Divers found a dead dugong in the Red Sea off the coast of Egypt early this week, according to the environmental advocacy group HEPCA. Immediately after Colona Dive Center alerted HEPCA about the dead marine mammal discovered between Magwaish Island and Gotaa Magawish, the latter sent a patrol boat out to investigate, according to a post on the group’s Facebook page.
When they arrived, rangers working for the Egyptian Ministry of State for Environmental Affairs were towing the 500kg female dugong to shore and Professor Adel Sehem gave them permission to do further analysis in order to determine the cause of death. While it is too soon to know for sure, activists suspect that the increased development and tourism traffic in Hurghada might be partially responsible.

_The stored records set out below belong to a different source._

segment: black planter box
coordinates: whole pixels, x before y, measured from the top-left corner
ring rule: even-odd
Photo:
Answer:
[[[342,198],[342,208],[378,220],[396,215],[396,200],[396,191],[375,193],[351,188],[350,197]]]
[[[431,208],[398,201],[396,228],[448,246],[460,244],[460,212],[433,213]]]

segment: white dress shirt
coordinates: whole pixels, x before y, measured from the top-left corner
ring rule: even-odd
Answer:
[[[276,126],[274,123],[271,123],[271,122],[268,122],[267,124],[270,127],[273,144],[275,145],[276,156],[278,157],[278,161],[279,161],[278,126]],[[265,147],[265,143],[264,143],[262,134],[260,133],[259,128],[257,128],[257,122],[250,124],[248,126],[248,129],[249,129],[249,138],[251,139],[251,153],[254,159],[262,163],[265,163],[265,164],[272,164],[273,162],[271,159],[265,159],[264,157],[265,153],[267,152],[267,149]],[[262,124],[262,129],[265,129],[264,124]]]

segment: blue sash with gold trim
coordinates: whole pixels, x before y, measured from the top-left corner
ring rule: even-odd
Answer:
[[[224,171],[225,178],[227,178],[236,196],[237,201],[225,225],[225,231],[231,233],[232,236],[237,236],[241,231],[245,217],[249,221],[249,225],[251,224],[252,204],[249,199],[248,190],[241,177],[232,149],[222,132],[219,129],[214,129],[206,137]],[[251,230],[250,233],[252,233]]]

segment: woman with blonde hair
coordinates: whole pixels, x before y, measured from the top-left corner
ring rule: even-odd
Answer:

HEPCA says that the dugong showed no signs of external trauma and that it was freshly dead when they arrived.
A biopsy of the lungs and kidneys will hopefully give more clues about why she died, and it will be the first time that a DNA fingerprint can be extracted of a dugong swimming in Egyptian Red Sea waters, according to the group.
Listed as vulnerable on the IUCN Red List of threatened species, dugongs have been hunted for centuries for their meat and oil. Although they traverse 48 countries and 140,000 km of coastline, the population has dropped precipitously in recent years.
Dugongs are herbivorous mammals that typically stay close to the coastline so they can feed on seagrasses and other marine plants. These habitats are typically threatened by over-fishing, hunting and development. The port in Lamu, a Swahili outpost in Kenya, is one such development that threatens their fragile population.
That dugongs live for up to 70 years and are slow to reproduce makes it more challenging for their numbers to recover.
Once the biopsy of the Red Sea Dugong is completed, HEPCA hopes to be able to report their findings to the public. In the meantime, they are mourning this tragic loss.
“It’s a sad day to lose such a beautiful animal,” they posted on Facebook. “The harassment that these animals are exposed to by the endless over pressure of the snorkeling and diving boats has to stop,” they added.
“Although the examinations are not finished yet to determine the reason of the death of this dugong , the pressure on sea grass beds where these beautiful animals feed such as Abu Dabbab , Marsa Umbarak and Magawish and the continuous harassment has gone beyond tolerance. This crime has to stop.”